Another potential limitation is that I have known many of the participants in this study prior to the commencement of research. While this can increase the level of comfort for each participant, and correspondingly add depth to the data they share, this could also open the interview process to the effects of social desirability. This possibility is counteracted by strictly following the Barry University Institutional Review Board’s guidelines for confidentiality and anonymity; thereby, all participants can have confidence that their participation in this study, and the corresponding information they shared, would remain anonymous.
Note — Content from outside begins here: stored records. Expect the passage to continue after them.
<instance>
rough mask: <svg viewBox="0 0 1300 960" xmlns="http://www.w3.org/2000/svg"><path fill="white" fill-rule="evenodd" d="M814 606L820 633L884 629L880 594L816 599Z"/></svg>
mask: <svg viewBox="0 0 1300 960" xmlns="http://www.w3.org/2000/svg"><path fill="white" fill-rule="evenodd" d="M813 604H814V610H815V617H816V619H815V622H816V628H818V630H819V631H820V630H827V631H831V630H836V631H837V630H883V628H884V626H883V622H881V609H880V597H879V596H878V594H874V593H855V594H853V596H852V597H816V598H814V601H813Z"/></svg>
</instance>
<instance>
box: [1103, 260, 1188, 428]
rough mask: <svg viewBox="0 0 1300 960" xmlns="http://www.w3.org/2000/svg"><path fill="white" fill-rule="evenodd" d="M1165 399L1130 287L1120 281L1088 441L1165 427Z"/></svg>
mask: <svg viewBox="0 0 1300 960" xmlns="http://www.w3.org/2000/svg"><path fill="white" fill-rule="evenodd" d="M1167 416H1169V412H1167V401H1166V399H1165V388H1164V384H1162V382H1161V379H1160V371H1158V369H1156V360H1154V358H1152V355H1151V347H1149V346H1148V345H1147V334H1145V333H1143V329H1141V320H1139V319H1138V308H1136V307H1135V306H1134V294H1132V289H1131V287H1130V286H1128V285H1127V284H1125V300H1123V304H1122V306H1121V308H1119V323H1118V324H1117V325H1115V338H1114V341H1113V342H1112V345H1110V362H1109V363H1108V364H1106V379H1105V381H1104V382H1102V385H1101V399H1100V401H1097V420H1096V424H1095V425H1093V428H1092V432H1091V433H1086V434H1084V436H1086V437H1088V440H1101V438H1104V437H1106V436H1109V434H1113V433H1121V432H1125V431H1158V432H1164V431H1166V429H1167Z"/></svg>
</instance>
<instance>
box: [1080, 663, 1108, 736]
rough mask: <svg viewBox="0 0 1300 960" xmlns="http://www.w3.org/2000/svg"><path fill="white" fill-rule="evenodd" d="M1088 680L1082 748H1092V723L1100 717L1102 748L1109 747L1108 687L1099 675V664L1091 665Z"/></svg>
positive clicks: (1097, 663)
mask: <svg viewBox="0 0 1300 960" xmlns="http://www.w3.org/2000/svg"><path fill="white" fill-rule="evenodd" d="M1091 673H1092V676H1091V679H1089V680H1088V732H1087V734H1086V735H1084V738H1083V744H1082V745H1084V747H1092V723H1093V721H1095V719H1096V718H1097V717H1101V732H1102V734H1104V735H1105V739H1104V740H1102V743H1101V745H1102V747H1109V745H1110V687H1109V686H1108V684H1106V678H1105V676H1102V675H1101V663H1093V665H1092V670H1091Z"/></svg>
Humphries (2008) states that ethics in research and social justice are interwoven. Supporting Humphries (2008), I hold ethics as the utmost priority. This is a confidential study. As designed, this study does not pose any known risks to human subjects. Any information has been held in confidence to the extent permitted by law. Each participant’s responses, and all data analysis notes, were kept in a password-protected computer and/or in a locked cabinet. Participants were assigned a pseudonym. Published results will emphasize central themes found among the data collected from the participants. Specific information that is published, such as participant experiences and quotations, has been reported in such a way as to protect the identity of its source.
This study has positive implications for social work research, education and practice. I believe that it will fill a gap in social work literature by identifying the key developmental factors that lead people to social justice advocacy practice. In doing so, schools of social work will then be better able to identify and recruit future generations of likeminded people. As a result of adding social justice advocates into the rooms for social work education, schools of social work will be preserving the profession’s long history of social justice advocates.